Sunday, August 07, 2005

Premature Withdrawal Unsatisfactory

Heaven help me, I agree with PNAC - premature withdrawal leaves everyone unsatisfied.

Yet according to the New York Times:

In a classified briefing to senior Pentagon officials last month, the top American commander in the Middle East outlined a plan that would gradually reduce American forces in Iraq by perhaps 20,000 to 30,000 troops by next spring if conditions on the ground permitted, three senior military officers and Defense Department officials said this week.

General Abizaid also noted that troop levels in Iraq could stay the same as they are currently if the security situation did not warrant a drawdown.

The thing is, it is beginning to look increasingly like the "security situation" the administration are talking about is the security of Republicans in the 2006 election cycle.

Senior administration and Pentagon officials, as well as political leaders in both parties, say there is mounting anxiety over the $5 billion-a-month cost of the war, an overtaxed military, dismal recruiting in the Army and National Guard, dwindling public support for the operation, and a steadily growing number of casualties, punctuated this week by the death of 20 marines in two separate attacks in western Iraq.

"When you wake up in the morning and lose 14 marines, people say, 'What's going on?' " said Newt Gingrich, the former speaker of the House and a Republican, referring to the attack on Wednesday, when an armored troop carrier hit three stacked mines. "This is a very complicated equation." Mr. Gingrich, a member of a Pentagon advisory panel, said military casualties in Iraq could play a prominent role in next fall's Congressional elections.

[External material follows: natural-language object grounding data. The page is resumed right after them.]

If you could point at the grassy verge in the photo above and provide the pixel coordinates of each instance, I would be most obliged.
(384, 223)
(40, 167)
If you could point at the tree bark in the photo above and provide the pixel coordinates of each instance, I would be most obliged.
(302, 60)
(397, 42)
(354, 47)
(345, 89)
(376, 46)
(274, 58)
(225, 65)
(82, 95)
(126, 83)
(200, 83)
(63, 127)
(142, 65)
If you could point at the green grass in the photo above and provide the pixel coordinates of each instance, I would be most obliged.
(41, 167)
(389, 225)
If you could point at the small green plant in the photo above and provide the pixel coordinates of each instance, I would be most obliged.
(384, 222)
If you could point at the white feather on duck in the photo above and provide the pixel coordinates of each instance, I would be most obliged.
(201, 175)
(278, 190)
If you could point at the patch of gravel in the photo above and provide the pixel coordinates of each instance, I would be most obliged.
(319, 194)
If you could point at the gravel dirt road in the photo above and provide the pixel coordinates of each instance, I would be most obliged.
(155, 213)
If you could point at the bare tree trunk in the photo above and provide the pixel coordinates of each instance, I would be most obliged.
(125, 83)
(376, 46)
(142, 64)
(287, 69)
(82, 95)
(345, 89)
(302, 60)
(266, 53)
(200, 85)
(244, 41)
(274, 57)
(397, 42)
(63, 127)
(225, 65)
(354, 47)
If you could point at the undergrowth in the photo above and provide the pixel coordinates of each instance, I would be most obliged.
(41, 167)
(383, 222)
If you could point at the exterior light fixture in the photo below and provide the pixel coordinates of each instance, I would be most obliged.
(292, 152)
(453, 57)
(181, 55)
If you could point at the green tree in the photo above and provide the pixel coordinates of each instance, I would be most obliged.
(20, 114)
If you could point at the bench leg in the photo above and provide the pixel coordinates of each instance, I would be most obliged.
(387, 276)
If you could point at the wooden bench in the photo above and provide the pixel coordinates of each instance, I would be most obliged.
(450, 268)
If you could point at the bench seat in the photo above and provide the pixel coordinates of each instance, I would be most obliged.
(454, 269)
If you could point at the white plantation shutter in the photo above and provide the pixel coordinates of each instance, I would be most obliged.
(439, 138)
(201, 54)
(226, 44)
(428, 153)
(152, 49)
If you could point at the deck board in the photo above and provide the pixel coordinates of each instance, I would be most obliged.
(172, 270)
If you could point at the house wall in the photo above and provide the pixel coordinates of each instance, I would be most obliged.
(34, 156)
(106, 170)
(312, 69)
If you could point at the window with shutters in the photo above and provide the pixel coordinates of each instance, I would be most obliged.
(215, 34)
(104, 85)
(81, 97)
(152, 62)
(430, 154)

And here is where I agree with the original neo-conners at PNAC. While the rightwing pundits have been increasingly parroting a line of "We do them no favors by keeping them dependent on us" - seemingly blithely forgetful that they were busy calling "traitors" at those liberals (I'm not one) who a scant few months ago called for troop withdrawal - over at PNAC Bill Kristol & Gary Schmitt wrote on 12th July:

there is no question that American forces are stretched thin. Having rejected any idea of significantly expanding the size of American ground forces, the Rumsfeld-led Pentagon is on the verge of breaking the backs of the National Guard and the active duty Army. Moreover, there is no question that the U.S. is ill prepared for another serious crisis that might require the use of American military forces.


But the cost of reducing troop levels in Iraq or Afghanistan will be high. Neither Iraq’s nor Afghanistan’s militaries will be ready to take on the burden of fighting their respective insurgencies in the time frame Secretary Rumsfeld is pushing for. Creating new and effective institutions like an Iraqi or Afghan army takes time, as does fighting an insurgency. Neither task here is at all impossible but, if rushed, we do risk ultimate failure for lack of patience.

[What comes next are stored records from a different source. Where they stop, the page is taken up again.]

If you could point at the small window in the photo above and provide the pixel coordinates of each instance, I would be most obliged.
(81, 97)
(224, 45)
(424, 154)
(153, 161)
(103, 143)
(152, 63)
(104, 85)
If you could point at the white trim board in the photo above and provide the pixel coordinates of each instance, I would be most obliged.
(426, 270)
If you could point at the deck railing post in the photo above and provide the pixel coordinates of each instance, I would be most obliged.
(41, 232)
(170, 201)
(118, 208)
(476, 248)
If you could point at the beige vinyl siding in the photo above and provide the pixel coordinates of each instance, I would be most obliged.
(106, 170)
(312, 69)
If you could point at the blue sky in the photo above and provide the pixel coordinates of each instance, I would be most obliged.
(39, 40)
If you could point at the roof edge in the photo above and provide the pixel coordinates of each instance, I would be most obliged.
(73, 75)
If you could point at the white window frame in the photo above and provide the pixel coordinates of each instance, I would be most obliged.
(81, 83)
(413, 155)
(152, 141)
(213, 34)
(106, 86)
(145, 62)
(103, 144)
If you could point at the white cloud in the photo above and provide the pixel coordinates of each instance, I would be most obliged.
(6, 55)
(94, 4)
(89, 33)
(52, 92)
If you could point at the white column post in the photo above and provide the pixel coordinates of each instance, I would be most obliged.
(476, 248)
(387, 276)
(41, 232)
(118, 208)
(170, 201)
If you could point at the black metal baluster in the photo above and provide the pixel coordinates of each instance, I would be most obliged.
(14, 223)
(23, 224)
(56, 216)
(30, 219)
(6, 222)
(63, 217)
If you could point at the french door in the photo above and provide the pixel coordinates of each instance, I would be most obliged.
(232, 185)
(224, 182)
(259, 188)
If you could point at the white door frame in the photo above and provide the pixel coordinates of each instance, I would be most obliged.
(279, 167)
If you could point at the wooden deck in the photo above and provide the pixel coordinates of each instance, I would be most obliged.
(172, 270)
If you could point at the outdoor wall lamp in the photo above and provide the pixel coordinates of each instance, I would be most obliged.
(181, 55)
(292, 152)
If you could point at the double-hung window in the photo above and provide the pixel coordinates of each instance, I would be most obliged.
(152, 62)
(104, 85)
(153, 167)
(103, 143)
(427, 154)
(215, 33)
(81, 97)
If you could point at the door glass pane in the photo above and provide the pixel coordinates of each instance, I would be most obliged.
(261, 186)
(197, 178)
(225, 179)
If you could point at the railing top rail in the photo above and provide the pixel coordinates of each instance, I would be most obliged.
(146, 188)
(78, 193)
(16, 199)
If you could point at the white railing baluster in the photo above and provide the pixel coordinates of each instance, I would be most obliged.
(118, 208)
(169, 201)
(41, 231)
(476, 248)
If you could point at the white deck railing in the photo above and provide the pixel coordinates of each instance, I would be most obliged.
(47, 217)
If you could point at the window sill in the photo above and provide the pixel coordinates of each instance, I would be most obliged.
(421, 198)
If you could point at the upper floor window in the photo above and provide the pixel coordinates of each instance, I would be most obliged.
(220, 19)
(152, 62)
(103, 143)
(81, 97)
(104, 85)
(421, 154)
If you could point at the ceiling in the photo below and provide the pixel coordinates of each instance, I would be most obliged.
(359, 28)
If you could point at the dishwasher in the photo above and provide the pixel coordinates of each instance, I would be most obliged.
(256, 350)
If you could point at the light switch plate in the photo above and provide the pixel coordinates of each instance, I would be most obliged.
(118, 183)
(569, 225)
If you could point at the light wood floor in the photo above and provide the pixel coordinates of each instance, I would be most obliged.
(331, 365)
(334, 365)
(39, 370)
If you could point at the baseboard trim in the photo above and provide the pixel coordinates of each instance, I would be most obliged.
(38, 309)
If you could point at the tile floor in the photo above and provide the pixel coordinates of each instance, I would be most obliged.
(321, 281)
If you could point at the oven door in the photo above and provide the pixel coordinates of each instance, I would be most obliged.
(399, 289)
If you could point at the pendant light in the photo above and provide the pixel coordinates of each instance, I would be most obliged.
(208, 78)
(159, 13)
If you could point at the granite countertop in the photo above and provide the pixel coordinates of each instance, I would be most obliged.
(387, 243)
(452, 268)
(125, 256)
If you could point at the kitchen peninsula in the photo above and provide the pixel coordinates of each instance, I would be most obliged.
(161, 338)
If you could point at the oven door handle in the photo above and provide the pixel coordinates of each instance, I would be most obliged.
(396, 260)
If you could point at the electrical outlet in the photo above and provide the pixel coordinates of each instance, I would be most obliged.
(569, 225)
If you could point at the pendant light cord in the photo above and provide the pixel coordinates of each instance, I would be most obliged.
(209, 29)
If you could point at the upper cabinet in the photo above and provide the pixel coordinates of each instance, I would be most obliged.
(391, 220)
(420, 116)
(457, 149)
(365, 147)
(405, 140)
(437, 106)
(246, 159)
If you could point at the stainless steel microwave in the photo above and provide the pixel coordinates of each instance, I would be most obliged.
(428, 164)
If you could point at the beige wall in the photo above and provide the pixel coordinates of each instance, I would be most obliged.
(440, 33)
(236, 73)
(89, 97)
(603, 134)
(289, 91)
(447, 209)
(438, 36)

Secretary Rumsfeld has time and again said that he defers to his generals in Iraq about the number of troops needed. No one vaguely familiar with how decisions are made in this Pentagon believes that to be the case. And, indeed, as visiting members of Congress and military reporters have repeatedly reported from Iraq, the military officers there know quite well that more troops are needed, not less.

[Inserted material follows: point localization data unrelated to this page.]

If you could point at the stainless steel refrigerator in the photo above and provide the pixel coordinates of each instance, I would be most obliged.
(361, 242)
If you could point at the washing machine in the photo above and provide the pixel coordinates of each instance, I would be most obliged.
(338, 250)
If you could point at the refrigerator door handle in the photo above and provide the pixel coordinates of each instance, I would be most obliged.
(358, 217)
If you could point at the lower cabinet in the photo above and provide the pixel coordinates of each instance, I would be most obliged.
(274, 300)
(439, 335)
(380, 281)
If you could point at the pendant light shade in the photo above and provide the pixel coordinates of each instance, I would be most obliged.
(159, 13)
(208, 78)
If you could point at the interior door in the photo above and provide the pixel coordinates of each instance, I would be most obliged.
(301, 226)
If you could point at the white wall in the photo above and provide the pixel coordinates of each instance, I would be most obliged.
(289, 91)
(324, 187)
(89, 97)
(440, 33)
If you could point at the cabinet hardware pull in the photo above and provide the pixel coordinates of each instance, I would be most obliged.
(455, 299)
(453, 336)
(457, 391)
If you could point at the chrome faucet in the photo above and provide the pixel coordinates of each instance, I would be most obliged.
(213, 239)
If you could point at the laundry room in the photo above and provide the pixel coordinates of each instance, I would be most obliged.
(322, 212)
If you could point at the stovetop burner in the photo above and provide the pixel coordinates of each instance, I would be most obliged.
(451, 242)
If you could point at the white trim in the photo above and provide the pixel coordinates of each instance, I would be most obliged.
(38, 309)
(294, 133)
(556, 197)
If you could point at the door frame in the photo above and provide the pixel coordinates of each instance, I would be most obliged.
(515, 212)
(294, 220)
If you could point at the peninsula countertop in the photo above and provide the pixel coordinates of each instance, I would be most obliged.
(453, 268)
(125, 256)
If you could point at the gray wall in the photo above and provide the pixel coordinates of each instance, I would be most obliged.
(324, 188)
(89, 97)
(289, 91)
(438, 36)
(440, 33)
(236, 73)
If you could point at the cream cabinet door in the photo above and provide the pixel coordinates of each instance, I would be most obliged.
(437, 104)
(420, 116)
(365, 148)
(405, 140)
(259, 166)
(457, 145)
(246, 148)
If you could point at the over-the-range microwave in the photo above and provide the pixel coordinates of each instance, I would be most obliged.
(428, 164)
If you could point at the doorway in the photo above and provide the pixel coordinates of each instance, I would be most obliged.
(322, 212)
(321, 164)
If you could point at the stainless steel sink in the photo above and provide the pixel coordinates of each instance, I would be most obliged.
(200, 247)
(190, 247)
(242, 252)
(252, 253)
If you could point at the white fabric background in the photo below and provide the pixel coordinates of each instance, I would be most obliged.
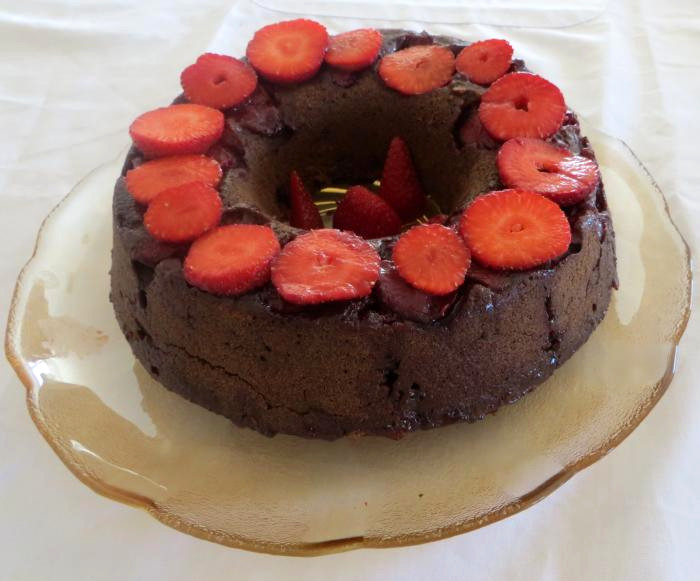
(73, 74)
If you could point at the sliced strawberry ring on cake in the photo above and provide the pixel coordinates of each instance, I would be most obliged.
(183, 213)
(147, 180)
(325, 265)
(218, 81)
(232, 260)
(554, 172)
(514, 230)
(354, 50)
(485, 61)
(418, 69)
(522, 105)
(290, 51)
(180, 129)
(432, 258)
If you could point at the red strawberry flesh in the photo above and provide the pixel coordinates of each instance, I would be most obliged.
(232, 260)
(325, 265)
(218, 81)
(400, 186)
(554, 172)
(432, 258)
(407, 301)
(366, 214)
(304, 213)
(485, 61)
(146, 181)
(290, 51)
(183, 213)
(177, 130)
(354, 50)
(514, 230)
(522, 105)
(418, 69)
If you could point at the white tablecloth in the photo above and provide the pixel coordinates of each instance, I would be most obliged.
(73, 74)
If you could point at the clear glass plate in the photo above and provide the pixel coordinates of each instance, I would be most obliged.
(130, 439)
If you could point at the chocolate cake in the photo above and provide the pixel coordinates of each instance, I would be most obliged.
(398, 359)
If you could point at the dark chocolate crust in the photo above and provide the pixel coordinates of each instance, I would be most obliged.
(364, 366)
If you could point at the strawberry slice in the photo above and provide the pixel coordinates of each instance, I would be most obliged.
(354, 50)
(304, 212)
(177, 130)
(473, 133)
(231, 260)
(554, 172)
(183, 213)
(418, 69)
(438, 219)
(366, 214)
(514, 230)
(146, 181)
(218, 81)
(485, 61)
(522, 105)
(325, 265)
(432, 258)
(290, 51)
(400, 186)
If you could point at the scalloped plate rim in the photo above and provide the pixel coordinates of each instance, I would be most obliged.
(347, 543)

Now when liberals like me say stuff like that, we are accused of being defeatist and of aiding the enemy. Yet when Bill Kristol, editor of the Weekly Standard and Fox News talking-head says it - nary a murmur. Where Kristol and I diverge is that he sees the situation as purely due to Rumsfeld's incompetence - I see Rummie's boss as being equally behind this idiocy on behalf of party, not nation.

Come next spring, it's looking increasingly like the Bush administration will announce the Iraqis are ready whether they are or not and then begin withdrawing troops. They will then defend this move by a combination of "well, liberals wanted the troops out", pure spin of any signs that Iraqi security forces were not ready and that heady phrase "We do do them no favors by keeping them dependent on us."

Yet there is one question, and a highly important one, that I haven't seen asked yet.

Mr. Bush, if your administration withdraws troops next year, what will happen to the reconstruction effort? Will American contractors accept your assurances of the competence of Iraqi troops or will they pack up and come home?

To leave Iraq to slide into civil war would be bad enough. To also fail to fix the infrastructure we promised to fix would be to consign that nation to a generation of barbarism.